Not as good as they seem: the importance of concepts in species distribution modelling

Alberto Jiménez-Valverde, Jorge M. Lobo and Joaquín Horta

Diversity and Distributions, (Diversity Distrib.) (2008) 14, 885–890

doi: 10.1111/j.1472-4642.2008.00496.x

Three important concepts must be kept in mind when modelling species distribution: 1. The distinction between potential and realized distribution 2. The effect of the relative occurrence area of the species on the results of the evaluation of model performance and 3. The general inaccuracy of the predictions of the realized distribution provided by species distribution modelling methods. This paper mentions that different distribution modeling techniques should be used depending on whether the purpose is to determine potential vs realized distribution (Figure 1). Based on previous literature on a variety of species distribution models, the authors ask whether complex models tend to be more accurate then simpler techniques and this question comes into effect when considering a species potential vs. realized distribution (because realized is more context dependent and may require higher resolution data and therefore more complex). Sometimes when determining potential vs. realized distribution, different types of data, such as absence in addition to presence data will be needed, which can help to infer species exclusion because of an interaction with another species. It is also suspected that rarer species models are more accurate because presence data has more specific environmental associations. Thus, data type can also influence whether one thinks that complex provides better results that simpler models. Another issue can arise with the evaluation of model performance which can be biased towards a better performance of complex techniques due to their potential to overfit models of the training data. The performance of the models should be evaluated by examining errors of omission and commission separately and by taking into account the ratio between the extent of occurrence and the whole extent of the region of study. Overall, understanding which models to use requires a clear understanding of the question at hand and the type of data available/feasible to collect in addition to the species biology.
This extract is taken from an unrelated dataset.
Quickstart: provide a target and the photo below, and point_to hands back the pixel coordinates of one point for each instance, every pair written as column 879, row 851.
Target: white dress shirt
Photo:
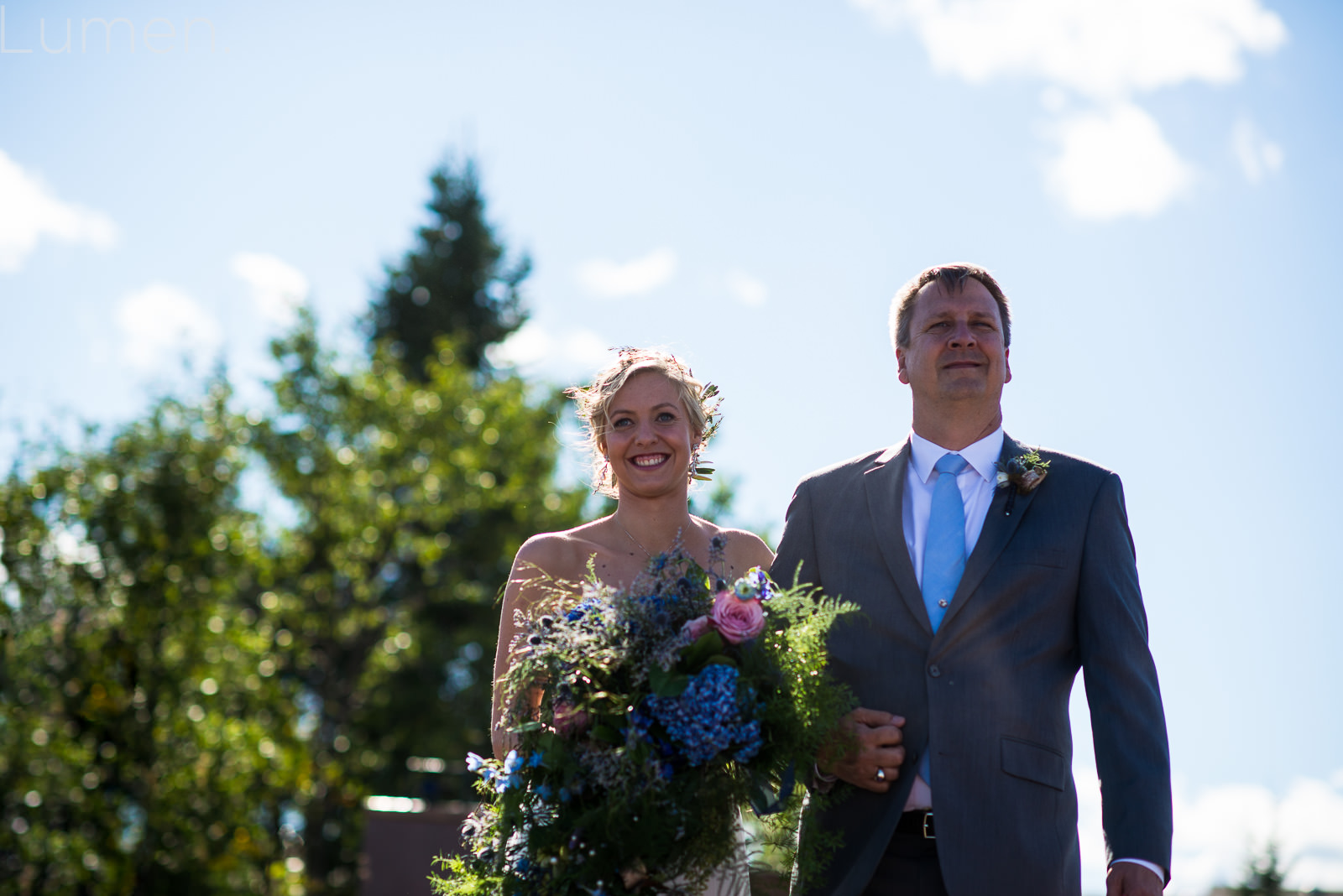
column 978, row 482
Fig. 1. An overview of suggested models depending on whether potential or realized species distribution is desired.

Capture

Drought sensitivity shapes species distribution patterns in tropical forests

Engelbrecht, BJ, Comita, LS, Condit, R, Kursar, TA, Tyree, MT, Turner, BL, & Hubbell, SP 2007, ‘Drought sensitivity shapes species distribution patterns in tropical forests’, Nature, vol. 447, no. 7140, pp. 80-82

DOI: 10.1038/nature05747

Investigation into the mechanisms behind tree species distribution along an environmental gradient. Differential drought sensitivity shapes plant distribution in tropical forests at both regional and local scales. 48 species were evaluated on their local and regional distribution within a network of122 inventory sites spanning a rainfall gradient along central Panama. The results suggest that niche differentiation with respect to soil water availability is a direct determinant of both local and regional scale distribution of tropical trees. However, global climate change and forest fragmentation can alter soil moisture availability, causing a change in tree species distribution which will be important to monitor for future studies. Regional species distribution – presence/absence and density of species were collected from sampling plots that were situated on both the wet (Caribbean) and dry (Pacific) sides of the Isthmus of Panama. An index of dry season response for 44 of the species was based on the fitted probability of occurrence toward the dry end and toward the wet end of the gradient. Drought sensitivity was a significant predictor of the probability of occurrence of the species on the dry relative to the wet side. At the local scale – species density was collected from sampling plots on wet and dry slopes within Barro Colorado Island. Local associations were analyzed of the tree species with dry and wet habitats. The paper further addresses interactions between environmental conditions that may or may not indirectly influence drought resistance (i.e. water availability) which is suspected to be a major driver of tree species distribution. Linear regressions were used to examine whether species reactions to drought or light were significant predictors of their densities in dry vs. wet sites. Knowledge of these more specific influential factors can help predict what impacts climate change and deforestation can have on future distributions of the species. Instead of using linear regression to detect significant predictor variables and this way determine species distribution, this project could have also benefitted from using a machine-learning algorithm of an ecological niche model. Because all of the elements were available, such as species presence/absence and environmental data it would have been interesting to compare their results with an ENM and determine which methods works best.

Geographic distribution and ecology of potential malaria vectors in the Republic of Korea.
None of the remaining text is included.